The phase structure of gauge theories as a function of $N_c$, $N_f$ (and the type of fermion representation), the theta angle, the chemical potential, and the temperature (and other control parameters) is very rich and not fully understood. There are some general statements.

1) Witten and Vafa showed that in QCD-like theories at zero theta angle and chemical potential vector-like symmetries (isospin, flavor, baryon number) do not break. This means that in $N_f=3$ QCD (at zero baryon density) the symmetry cannot break any further than $$ SU(3)_L\times SU(3)_R\times U(1) \to SU(3) \times U(1) $$ because the remaining $SU(3)$ and $U(1)$ are vectorial.

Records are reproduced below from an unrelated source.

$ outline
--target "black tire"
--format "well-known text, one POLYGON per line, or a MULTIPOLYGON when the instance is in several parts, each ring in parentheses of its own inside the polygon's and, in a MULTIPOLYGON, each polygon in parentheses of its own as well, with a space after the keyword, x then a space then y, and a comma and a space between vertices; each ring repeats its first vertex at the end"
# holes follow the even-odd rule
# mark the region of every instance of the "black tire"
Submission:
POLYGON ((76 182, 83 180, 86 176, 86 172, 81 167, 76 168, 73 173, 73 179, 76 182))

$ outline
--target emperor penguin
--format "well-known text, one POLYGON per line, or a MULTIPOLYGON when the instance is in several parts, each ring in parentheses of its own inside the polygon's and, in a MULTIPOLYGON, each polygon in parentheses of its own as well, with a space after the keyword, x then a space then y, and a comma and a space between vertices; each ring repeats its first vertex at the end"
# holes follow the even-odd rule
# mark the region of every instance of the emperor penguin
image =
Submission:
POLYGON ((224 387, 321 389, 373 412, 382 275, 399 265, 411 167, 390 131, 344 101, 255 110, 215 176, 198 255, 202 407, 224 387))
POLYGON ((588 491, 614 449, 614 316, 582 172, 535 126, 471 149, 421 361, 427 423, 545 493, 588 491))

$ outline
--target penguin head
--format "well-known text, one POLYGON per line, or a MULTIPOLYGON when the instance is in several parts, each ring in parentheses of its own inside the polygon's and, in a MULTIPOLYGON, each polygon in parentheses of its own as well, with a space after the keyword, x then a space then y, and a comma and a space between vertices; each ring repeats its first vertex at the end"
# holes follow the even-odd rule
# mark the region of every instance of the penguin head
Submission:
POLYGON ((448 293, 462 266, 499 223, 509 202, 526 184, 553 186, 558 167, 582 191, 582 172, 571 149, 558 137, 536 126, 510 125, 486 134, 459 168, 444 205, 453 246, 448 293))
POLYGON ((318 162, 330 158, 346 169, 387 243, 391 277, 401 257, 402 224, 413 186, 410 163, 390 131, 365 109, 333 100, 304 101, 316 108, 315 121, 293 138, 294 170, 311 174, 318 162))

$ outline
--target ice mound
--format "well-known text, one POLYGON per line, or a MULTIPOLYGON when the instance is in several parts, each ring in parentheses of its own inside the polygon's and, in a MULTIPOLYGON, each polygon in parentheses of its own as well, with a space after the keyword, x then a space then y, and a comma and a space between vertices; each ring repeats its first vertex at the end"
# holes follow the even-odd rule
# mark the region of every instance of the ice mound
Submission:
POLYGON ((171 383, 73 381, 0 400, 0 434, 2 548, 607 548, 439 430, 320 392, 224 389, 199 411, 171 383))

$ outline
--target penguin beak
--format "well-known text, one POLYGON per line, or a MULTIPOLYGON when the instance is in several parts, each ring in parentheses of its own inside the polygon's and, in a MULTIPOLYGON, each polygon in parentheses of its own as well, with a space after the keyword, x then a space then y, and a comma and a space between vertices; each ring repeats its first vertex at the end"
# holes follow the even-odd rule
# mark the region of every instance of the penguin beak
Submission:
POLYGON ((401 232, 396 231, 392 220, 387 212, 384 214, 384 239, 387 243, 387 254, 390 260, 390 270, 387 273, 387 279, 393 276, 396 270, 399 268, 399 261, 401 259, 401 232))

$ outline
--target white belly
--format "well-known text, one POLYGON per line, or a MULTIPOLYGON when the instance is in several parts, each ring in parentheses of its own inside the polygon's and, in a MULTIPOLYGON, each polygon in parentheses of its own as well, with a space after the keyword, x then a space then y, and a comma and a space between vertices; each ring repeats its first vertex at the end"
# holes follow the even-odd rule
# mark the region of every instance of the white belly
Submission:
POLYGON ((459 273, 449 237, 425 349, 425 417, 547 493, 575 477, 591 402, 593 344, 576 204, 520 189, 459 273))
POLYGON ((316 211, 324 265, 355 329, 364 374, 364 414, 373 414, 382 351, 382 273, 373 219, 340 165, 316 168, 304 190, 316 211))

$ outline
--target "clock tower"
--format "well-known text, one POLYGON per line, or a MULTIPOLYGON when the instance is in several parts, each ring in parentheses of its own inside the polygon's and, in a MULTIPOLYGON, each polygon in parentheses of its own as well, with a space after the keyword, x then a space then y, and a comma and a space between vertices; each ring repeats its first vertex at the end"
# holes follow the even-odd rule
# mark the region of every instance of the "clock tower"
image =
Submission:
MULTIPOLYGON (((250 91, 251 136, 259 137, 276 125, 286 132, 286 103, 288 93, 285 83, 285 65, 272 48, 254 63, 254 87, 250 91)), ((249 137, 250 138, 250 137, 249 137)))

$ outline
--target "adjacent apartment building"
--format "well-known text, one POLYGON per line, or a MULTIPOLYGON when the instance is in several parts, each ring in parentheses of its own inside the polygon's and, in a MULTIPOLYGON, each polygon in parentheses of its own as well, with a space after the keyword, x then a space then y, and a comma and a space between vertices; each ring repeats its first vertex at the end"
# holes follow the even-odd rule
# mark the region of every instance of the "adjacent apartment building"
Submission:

2) 't Hooft argued that the anomalies in the low energy and microscopic theory must match. This is not quite powerful enough to fix the symmetry breaking pattern in QCD with three colors and three flavors, but it does fix the symmetry breaking in the large $N_c$ limit (modulo "reasonable" assumptions) to the conventional scenario $SU(3)\times SU(3)\times U(1) \to SU(3)\times U(1)$.

3) One can show that in QCD chiral symmetry breaking does imply $\langle\bar\psi\psi\rangle \neq 0$. In particular, one can rule out a scenario where chiral symmetry is broken, but $\langle\bar\psi\psi\rangle = 0$ and the order parameter is a suitable four-quark condensate, $\langle(\bar\psi\psi)^2\rangle \neq 0$.